Guyana now stands at exactly the type of inflection point where these pressures intensify. Our rapid emergence as one of the world’s fastest-growing oil economies has transformed us from a relatively quiet regional player into a country of growing strategic significance. That transformation is not theoretical; it is happening in real time. With it comes the attention, and sometimes the pressure, of larger powers.

We are already situated between overlapping competitions. The United States remains a central security and diplomatic actor in the Caribbean and the wider hemisphere. China has deepened its economic reach through infrastructure, loans, trade and political engagement across Latin America and the Caribbean. As Guyana grows, both are likely to deepen their engagement.

That creates a delicate balancing act. Decisions that appear purely economic can carry broader strategic implications. A small state can become an arena of competition even when it has no desire to choose sides.

Layered onto this is the longstanding border controversy with Venezuela. A more prosperous, resource-rich Guyana inevitably alters regional perceptions. Our rise can be seen as an opportunity, but also, by some, as a challenge or a threat. That perception can fuel pressure, sharper rhetoric, and diplomatic maneuvering at precisely the moment when we need calm, predictable relations.

Energy politics amplifies everything. Oil has made Guyana more visible to governments, corporations, and international institutions alike. History is not kind to small, resource-rich states that mismanage this phase. When great powers vie for influence, the temptation is to lean too heavily on one patron, to paper over weak institutions with easy money, or to treat domestic opponents as obstacles rather than partners in a shared national project.

We cannot afford those mistakes.

The question for Guyana is not whether power is shifting, both globally and at home, but how we choose to navigate that shift. Internally, our politics have long been shaped by contestation over governance, ethnicity, resources and development. Oil revenues raise the stakes. Who controls the wealth? Who benefits? Can our institutions keep pace with the speed and scale of change? Will political competition remain vigorous but democratic, or will it harden into a zero-sum, winner-takes-all struggle?

If rising actors, whether parties, leaders or communities, are cast as existential threats rather than legitimate competitors, we will edge closer to our own domestic version of the Thucydides Trap. That is not inevitable, but neither is it impossible.

The way forward is neither mystery nor magic, it is discipline. Guyana must invest in strong, independent institutions: courts that command respect, a professional public service, transparent systems of oversight and accountability. We must practice balanced diplomacy, resisting the comfort of overreliance on any single foreign power, however friendly it may appear today. We must treat national unity as a strategic asset, not a slogan, recognizing that internal division makes us easier to pressure from outside.

Resource governance is central. Oil wealth managed transparently, according to clear rules and public scrutiny, can reduce suspicion and dampen unhealthy competition.
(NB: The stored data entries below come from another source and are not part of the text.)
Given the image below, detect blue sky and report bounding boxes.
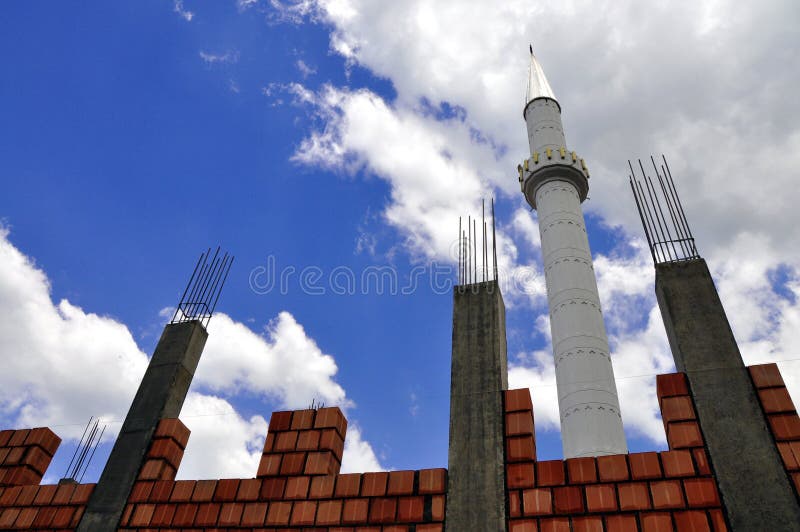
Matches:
[1,0,799,483]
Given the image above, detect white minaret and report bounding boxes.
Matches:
[518,47,627,458]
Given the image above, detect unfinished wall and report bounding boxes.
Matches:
[0,410,446,531]
[1,364,799,530]
[502,365,800,531]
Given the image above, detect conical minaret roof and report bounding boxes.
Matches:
[525,44,556,105]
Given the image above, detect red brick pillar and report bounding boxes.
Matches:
[136,419,190,482]
[257,407,347,479]
[0,428,60,486]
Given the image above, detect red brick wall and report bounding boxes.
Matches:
[137,418,191,482]
[117,409,447,530]
[2,364,798,530]
[0,427,60,487]
[0,426,90,528]
[749,363,800,496]
[1,411,446,530]
[504,373,727,532]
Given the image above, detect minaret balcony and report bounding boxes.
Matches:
[517,148,591,209]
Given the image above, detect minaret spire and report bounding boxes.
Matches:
[518,47,627,458]
[525,43,556,106]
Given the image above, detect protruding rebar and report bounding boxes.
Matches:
[629,176,656,264]
[63,417,106,483]
[639,159,674,262]
[455,198,499,286]
[652,156,689,259]
[473,218,477,284]
[79,424,105,483]
[462,230,467,285]
[63,417,92,480]
[308,398,326,410]
[458,217,463,284]
[172,247,234,327]
[662,156,699,257]
[628,156,699,264]
[467,216,471,285]
[482,200,486,282]
[492,198,498,280]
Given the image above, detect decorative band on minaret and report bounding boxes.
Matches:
[519,47,627,458]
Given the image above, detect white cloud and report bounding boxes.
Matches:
[177,393,267,480]
[594,240,655,334]
[496,230,800,447]
[290,85,488,262]
[0,228,382,478]
[199,50,240,65]
[268,0,316,24]
[278,0,798,260]
[511,208,540,251]
[508,349,559,431]
[325,0,800,236]
[173,0,194,22]
[592,245,673,442]
[408,392,419,417]
[288,85,490,261]
[275,0,800,269]
[283,83,547,308]
[184,309,388,475]
[272,0,800,448]
[194,311,350,410]
[594,243,653,306]
[712,235,800,407]
[178,305,391,476]
[300,0,539,155]
[0,227,148,441]
[340,423,383,473]
[237,0,260,11]
[276,0,800,315]
[296,59,316,78]
[611,306,673,444]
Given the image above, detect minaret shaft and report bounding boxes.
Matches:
[525,96,565,155]
[537,178,626,457]
[521,51,627,457]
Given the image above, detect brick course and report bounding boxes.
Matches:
[505,371,736,532]
[2,365,798,530]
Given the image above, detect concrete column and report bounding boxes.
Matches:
[77,320,208,532]
[656,259,800,530]
[446,281,508,532]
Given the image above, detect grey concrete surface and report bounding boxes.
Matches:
[446,281,508,532]
[656,259,800,530]
[77,320,208,532]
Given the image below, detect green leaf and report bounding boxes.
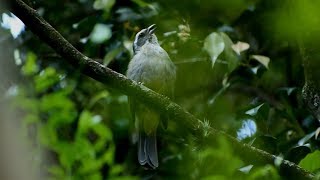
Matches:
[21,52,38,75]
[101,144,115,165]
[231,41,250,55]
[78,158,102,174]
[77,110,113,151]
[103,47,123,66]
[86,173,103,180]
[299,150,320,172]
[285,146,311,164]
[38,124,58,147]
[245,104,264,116]
[78,110,97,134]
[109,176,139,180]
[47,165,65,177]
[202,175,228,180]
[23,114,39,125]
[34,67,60,93]
[248,165,280,180]
[298,131,315,146]
[93,0,115,12]
[203,32,225,67]
[197,136,244,176]
[251,55,270,69]
[55,139,95,171]
[131,0,149,7]
[219,32,239,73]
[109,165,124,176]
[90,24,112,44]
[40,91,77,125]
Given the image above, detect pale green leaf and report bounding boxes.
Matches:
[219,32,239,73]
[203,32,225,67]
[245,104,264,116]
[47,165,65,177]
[88,90,110,109]
[231,41,250,55]
[93,0,115,11]
[251,55,270,69]
[22,52,38,76]
[299,150,320,172]
[34,67,60,93]
[131,0,149,7]
[103,47,123,66]
[248,165,280,180]
[316,127,320,140]
[90,24,112,44]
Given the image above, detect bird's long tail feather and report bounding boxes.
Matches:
[138,132,158,169]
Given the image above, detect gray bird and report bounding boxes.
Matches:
[126,24,176,169]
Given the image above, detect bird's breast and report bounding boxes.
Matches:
[126,44,176,93]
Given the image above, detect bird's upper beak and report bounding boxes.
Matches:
[147,24,156,35]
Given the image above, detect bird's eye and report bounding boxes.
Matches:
[138,33,144,38]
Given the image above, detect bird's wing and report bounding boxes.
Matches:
[128,97,139,143]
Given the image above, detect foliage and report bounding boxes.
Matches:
[1,0,320,179]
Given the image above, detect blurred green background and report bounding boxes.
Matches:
[1,0,320,179]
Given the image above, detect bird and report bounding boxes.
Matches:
[126,24,176,169]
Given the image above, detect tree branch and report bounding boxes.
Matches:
[5,0,314,179]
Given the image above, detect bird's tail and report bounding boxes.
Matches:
[138,132,158,169]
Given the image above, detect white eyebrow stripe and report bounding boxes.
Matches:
[134,31,141,44]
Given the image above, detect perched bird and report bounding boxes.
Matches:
[126,24,176,169]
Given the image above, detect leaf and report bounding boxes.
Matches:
[86,173,103,180]
[251,55,270,69]
[231,41,250,55]
[103,47,123,66]
[109,164,124,176]
[90,24,112,44]
[38,124,58,147]
[248,165,280,180]
[278,87,296,96]
[245,103,264,116]
[316,127,320,140]
[299,150,320,172]
[34,67,60,93]
[47,165,65,177]
[123,40,133,57]
[252,135,277,154]
[55,139,94,171]
[208,75,230,105]
[203,32,225,67]
[219,32,239,73]
[250,66,260,75]
[77,110,113,151]
[239,165,253,174]
[40,91,77,125]
[93,0,115,12]
[131,0,149,7]
[198,137,244,176]
[22,52,38,76]
[88,90,110,109]
[78,111,102,135]
[298,131,315,146]
[285,146,311,164]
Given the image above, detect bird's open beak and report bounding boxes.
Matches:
[147,24,156,35]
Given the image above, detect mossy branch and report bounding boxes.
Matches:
[5,0,315,179]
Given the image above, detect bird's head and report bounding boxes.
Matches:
[133,24,158,54]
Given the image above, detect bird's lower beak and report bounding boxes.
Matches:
[147,24,156,35]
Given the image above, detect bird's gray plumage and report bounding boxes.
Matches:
[127,24,176,169]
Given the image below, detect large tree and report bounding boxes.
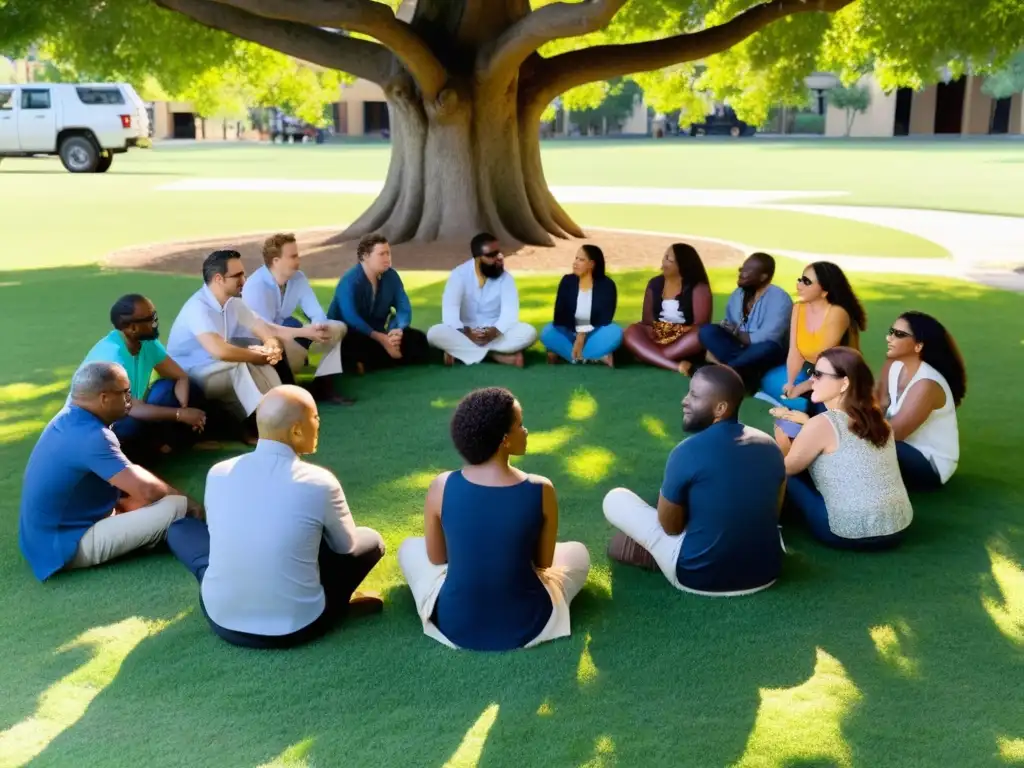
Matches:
[2,0,1022,245]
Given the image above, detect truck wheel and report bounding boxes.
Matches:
[59,136,99,173]
[96,155,113,173]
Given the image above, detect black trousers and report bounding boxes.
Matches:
[167,517,385,649]
[341,327,431,372]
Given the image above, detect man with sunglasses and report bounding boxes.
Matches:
[20,361,199,581]
[167,250,294,438]
[77,294,208,462]
[426,233,538,367]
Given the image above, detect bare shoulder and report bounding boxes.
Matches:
[427,470,454,495]
[526,472,554,489]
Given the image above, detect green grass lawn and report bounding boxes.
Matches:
[9,136,1022,270]
[2,255,1023,767]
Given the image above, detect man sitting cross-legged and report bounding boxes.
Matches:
[426,232,538,367]
[167,249,295,441]
[328,233,431,373]
[76,293,210,463]
[242,233,353,405]
[166,385,386,649]
[603,365,786,596]
[19,362,197,582]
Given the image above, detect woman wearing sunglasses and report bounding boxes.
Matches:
[770,347,912,550]
[877,312,966,491]
[758,262,867,413]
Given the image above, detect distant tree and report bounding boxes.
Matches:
[569,78,644,134]
[828,82,871,135]
[983,51,1024,100]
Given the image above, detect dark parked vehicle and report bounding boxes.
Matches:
[689,106,756,137]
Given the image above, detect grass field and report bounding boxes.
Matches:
[9,136,1024,270]
[1,139,1023,768]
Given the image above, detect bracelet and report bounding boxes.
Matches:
[175,409,181,421]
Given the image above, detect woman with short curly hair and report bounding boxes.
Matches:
[398,387,591,651]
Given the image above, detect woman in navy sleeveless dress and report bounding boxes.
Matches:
[398,387,591,651]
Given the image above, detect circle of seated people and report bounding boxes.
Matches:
[17,231,967,650]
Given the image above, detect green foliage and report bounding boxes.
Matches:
[983,50,1024,100]
[828,82,871,135]
[566,78,643,133]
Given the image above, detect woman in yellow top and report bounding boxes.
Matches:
[759,261,867,414]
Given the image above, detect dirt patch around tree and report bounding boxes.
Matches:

Managed poorly, it will fuel exactly the kind of fear and resentment that make societies brittle. Strategic defense partnerships, pursued calmly and consistently, can strengthen deterrence without turning Guyana into a pawn.

Above all, our political culture must mature along with our economy. Elections and debates are essential. Portraying opponents as enemies is not. The difference between a healthy democracy and a dangerous spiral often lies in whether those who lose today believe they will have a fair chance tomorrow.

The Thucydides Trap is not, in the end, about Athens or Sparta, China or America. It is about what happens when power shifts and fear rushes in to fill the space that should be occupied by judgment. Guyana cannot control the ambitions of the world’s great powers. It can, however, control how wisely it navigates their rivalry and how carefully it manages its own internal transitions.

We are at the beginning of a new chapter. Whether it becomes a story of shared prosperity and stability, or of strain and missed opportunity, will depend less on the size of our territory and more on the steadiness of our choices.